Dia dan pasukan lainnya yang bersekutu dengan Belanda dengan cepat ditangkap
oleh Tentara Jepang. Dia ditahan sebagai tawanan perang sampai tahun 1943, ketika pengaruh dari
Sultan memungkinkan dia untuk dibebaskan. Sepanjang sisa masa pendudukan yang
berlangsung sampai 1945 tersebut, Amir bekerja sebagai komentator radio dan
sensor di Medan.[52] Dalam posisinya
sebagai pangeran, ia ditugasi untuk membantu mengumpulkan beras dari petani
untuk memberi makan tentara pendudukan Jepang.[50]
Pasca-kemerdekaan dan kematian
Setelah Proklamasi Kemerdekaan
Indonesia pada 17 Agustus 1945, keseluruhan Pulau Sumatera
dinyatakan sebagai bagian de facto dari negara
Republik Indonesia yang baru lahir. Pemerintah pusat menetapkan Teuku Muhammad Hasan sebagai gubernur pertama pulau Sumatera,
dan pada 29 Oktober 1945 Hasan memilih Amir sebagai wakil
pemerintah Republik Indonesia di Langkat (di kemudian hari disamakan dengan bupati), dengan
kantornya di Binjai;[53] Amir menerima
posisi tersebut dengan siap sedia,[54] kemudian
menangani berbagai tugas yang ditetapkan oleh pemerintah pusat, termasuk
meresmikan divisi lokal pertama dariTentara Keamanan Rakjat (yang kelak
menjadi Tentara Nasional Indonesia),[53] membuka pertemuan
berbagai cabang lokal dari partai politik nasional,[55] dan mempromosikan
pendidikan – terutama keaksaraan alfabet Latin.[54]
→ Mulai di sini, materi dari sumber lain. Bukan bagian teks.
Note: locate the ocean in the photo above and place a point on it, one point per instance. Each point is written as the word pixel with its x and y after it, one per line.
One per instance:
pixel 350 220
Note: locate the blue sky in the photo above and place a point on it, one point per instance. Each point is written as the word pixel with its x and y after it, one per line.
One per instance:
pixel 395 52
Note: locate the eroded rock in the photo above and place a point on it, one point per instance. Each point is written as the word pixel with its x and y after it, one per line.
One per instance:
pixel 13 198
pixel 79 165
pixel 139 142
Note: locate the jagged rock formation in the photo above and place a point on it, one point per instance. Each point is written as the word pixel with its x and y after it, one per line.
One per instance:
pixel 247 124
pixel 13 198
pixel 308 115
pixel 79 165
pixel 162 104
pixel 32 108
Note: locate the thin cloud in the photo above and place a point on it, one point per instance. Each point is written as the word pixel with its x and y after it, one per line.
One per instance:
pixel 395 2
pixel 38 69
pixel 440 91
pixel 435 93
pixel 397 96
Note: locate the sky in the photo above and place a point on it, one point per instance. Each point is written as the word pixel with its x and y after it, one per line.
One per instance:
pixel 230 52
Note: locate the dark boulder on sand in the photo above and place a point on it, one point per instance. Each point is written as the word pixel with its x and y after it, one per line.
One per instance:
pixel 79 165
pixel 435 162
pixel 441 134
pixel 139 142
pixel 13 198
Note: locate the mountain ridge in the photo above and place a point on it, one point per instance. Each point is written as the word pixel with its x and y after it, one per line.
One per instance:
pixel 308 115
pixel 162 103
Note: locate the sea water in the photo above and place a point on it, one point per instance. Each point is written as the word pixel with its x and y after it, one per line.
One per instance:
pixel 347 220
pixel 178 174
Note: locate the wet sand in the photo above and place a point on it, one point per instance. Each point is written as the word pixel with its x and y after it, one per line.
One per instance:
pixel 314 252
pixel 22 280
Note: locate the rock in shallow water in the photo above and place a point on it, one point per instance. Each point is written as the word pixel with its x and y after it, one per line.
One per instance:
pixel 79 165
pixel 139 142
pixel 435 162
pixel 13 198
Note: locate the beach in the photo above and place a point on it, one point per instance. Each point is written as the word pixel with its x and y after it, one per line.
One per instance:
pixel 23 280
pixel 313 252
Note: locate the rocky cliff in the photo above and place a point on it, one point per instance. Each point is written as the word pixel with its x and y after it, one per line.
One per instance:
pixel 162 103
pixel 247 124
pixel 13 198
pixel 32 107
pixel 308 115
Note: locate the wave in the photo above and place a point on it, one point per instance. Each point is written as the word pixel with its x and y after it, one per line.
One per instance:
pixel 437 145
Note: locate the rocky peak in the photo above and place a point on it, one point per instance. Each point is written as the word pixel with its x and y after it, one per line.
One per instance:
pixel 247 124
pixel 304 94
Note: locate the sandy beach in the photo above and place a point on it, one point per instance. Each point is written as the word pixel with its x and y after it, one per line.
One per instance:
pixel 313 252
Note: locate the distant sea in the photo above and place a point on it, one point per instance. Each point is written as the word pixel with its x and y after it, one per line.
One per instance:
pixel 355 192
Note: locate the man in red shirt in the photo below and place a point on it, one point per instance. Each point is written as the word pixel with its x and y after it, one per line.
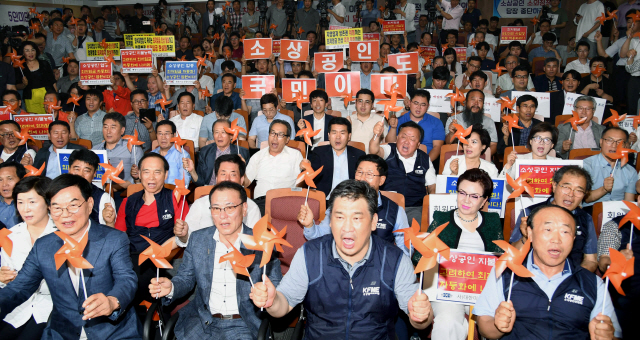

Revolusi Nasional Indonesia sedang berkobar dengan berbagai
pertempuran di Jawa, dan Republik Indonesia yang baru didirikan tidak stabil.[56] Pada awal 1946,
rumor menyebar di Langkat bahwa Amir telah terlihat bersantap dengan perwakilan
pemerintah Belanda yang kembali ke Sumatera,[57] dan bangsawan
daerah menyadari tumbuhnya benih-benih kerusuhan dalam populasi jelata Langkat.[58] Pada tanggal 7 Maret1946 selama revolusi sosial yang dipimpin oleh faksi-faksi dariPartai Komunis Indonesia, sebuah kelompok
(Pemuda
Sosialis Indonesia)
dengan kukuh menentang feodalisme dan kaum bangsawan, kekuasaan Amir
dilucuti darinya dan ia ditangkap;[59] sementara
Kamiliah dan Tahoera lolos.[60] Bersama dengan
anggota-anggota keluarga keraton Langkat yang lain, Amir dikirim ke sebuah
perkebunan yang dikuasai faksi Komunis di Kwala Begumit, sekitar 10
kilometer di luar Binjai.[59] Kesaksian yang
muncul di kemudian hari menunjukkan bahwa para tahanan tersebut, termasuk Amir,
diadili oleh penculik mereka, dipaksa untuk menggali lubang, dan disiksa.[61]
Potongan tulisan
Amir terakhir, sebuah fragmen dari puisi 1941-nya Boeah Rindoe, kemudian
ditemukan di selnya:[62]
Wahai maut,
datanglah engkau
Lepaskan aku dari nestapa
Padamu lagi tempatku berpaut
Disaat ini gelap gulita
Lepaskan aku dari nestapa
Padamu lagi tempatku berpaut
Disaat ini gelap gulita
Pada pagi hari 20 Maret 1946, Amir tewas dengan 26 orang tahanan
lainnya dan dimakamkan di sebuah kuburan massal yang telah digali para tahanan
tersebut;[d][63] beberapa saudara
Amir juga tewas dalam revolusi tersebut.[64] Setelah
dilumpuhkan oleh pasukan nasionalis, pemimpin revolusi tersebut diinterogasi
oleh tim yang dipimpin oleh Adnan Kapau Gani; Adnan
dilaporkan telah berulang kali menanyakan "Dimana Amir Hamzah?"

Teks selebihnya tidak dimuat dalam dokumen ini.